The chimpanzee parvovirus vector vaccine (ChAdOx1 nCoV-19) developed by the University of Oxford and the University of AstraZeneca and the DNA vaccine produced by Harvard Medical School can also effectively reduce the viral load of non-human primates caused by SARS-CoV-2 , Without enhancing immunopathology.
So far, several COVID-19 vaccine phase I/II clinical trials have been completed, including the mRNA-1273 of the Ad5 nCoV trial, the ChAdOx1 nCoV-19 and the mRNA vaccine developed by Pfizer and BioNTech (BNT162b1).
According to the reported results, all these vaccines induce antibodies against spike protein (S protein) and receptor binding domain (RBD), including antibodies that neutralize pseudotyped and live SARS-CoV-2. Some reports show that NAb titer is closely related to the concentration of IgG bound to RBD.
Recently, due to unexpected adverse reactions, AstraZeneca announced the suspension of its Phase III clinical trial of ChAdOx1 nCoV-19 vaccine, although the trial has resumed in the UK.
In addition, Russia has recently approved a non-random I/II phase of the heterologous primary immunization of recombinant AD26 and recombinant Ad5 after a non-random phase I/II study-enhanced COVID-19 vaccine used in tens of thousands of people. Vaccine safety is still a key issue in phase III clinical trials and future applications of vaccines, especially for vaccine-related immunopathology that occurs when vaccine recipients are naturally infected, as described below.
In the 1960s, scientists discovered that antiviral antiserum may cause an abnormal increase in the viral infectivity of animal viruses. This phenomenon, that viral infection can be enhanced by the associated internalization of the Fc receptor (FcR) with antibodies, is denoted as “antibody-dependent enhancement” (ADE;), and subsequently in the infection of flaviviruses and other viruses Has been widely reported. Later, it was reported that more antibody FcR-mediated effects, such as complement activation and the release of inflammatory cytokines, were involved in more serious diseases.
ADE was also observed in vaccinated animals after virus challenge with the corresponding virus.
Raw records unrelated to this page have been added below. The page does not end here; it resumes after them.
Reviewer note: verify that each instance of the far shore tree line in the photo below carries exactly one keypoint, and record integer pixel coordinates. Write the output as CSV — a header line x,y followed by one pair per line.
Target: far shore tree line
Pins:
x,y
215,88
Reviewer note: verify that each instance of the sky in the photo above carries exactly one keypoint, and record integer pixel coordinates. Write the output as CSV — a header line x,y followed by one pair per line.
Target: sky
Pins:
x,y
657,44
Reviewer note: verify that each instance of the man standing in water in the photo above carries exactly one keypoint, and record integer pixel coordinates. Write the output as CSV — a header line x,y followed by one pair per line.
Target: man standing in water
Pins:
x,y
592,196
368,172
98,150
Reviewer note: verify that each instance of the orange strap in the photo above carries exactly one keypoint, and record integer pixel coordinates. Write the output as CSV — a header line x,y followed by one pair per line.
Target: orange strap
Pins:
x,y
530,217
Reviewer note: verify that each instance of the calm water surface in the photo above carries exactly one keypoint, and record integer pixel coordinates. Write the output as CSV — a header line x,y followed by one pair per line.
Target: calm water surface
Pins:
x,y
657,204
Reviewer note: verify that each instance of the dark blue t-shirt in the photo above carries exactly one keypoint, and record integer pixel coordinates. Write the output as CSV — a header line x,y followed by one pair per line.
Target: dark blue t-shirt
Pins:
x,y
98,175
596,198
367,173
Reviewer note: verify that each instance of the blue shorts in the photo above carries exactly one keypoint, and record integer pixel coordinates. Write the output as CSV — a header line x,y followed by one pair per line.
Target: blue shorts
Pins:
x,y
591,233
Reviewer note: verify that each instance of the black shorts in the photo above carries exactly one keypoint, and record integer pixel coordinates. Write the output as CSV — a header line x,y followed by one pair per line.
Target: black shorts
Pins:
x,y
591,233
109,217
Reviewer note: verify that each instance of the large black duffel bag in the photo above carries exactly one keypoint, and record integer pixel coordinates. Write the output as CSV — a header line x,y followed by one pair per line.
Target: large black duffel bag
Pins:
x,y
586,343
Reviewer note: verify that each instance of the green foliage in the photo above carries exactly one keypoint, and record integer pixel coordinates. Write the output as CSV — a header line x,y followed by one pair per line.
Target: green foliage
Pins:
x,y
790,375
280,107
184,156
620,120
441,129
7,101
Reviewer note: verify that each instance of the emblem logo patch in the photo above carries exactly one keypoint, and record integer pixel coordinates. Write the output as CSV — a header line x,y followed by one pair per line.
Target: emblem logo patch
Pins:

For example, cats immunized with FIPV challenged with a vaccine expressing feline infectious peritonitis virus (FIPV) S protein on a recombinant poxvirus vector died earlier than control animals. Considering that passive immunization with cat serum containing high-titer antibodies that can react with cat FIPV can also lead to faster onset of disease after FIPV challenge, vaccine-induced disease deterioration may be attributed to ADE. In addition to ADE, the immunopathological response based on type 2 T helper cells (TH 2 cells) caused by homologous virus attack after vaccination may also lead to aggravation of the disease.
Key terms in disease enhancement
Antibody-dependent enhancement (ADE) can mediate the internalization of the virus through the antibody Fc receptor, which leads to more extensive virus replication and cytokine release. In the presence of virus-specific antibodies. ADe infection has been widely reported among flaviviruses and other viruses, such as HIV and influenza virus infection.
Enhanced Respiratory Disease (ERD) describes the more severe clinical symptoms after respiratory virus infection and the infection caused by previous immunity, such as respiratory syncytial virus and influenza virus infection response. ERD usually manifests as an infiltration of monocytes around the bronchus accompanied by excessive eosinophils. ERD may be vaccinated after virus infection of homotype or heterotype serotype, natural infection or transfer of maternal passive immunity.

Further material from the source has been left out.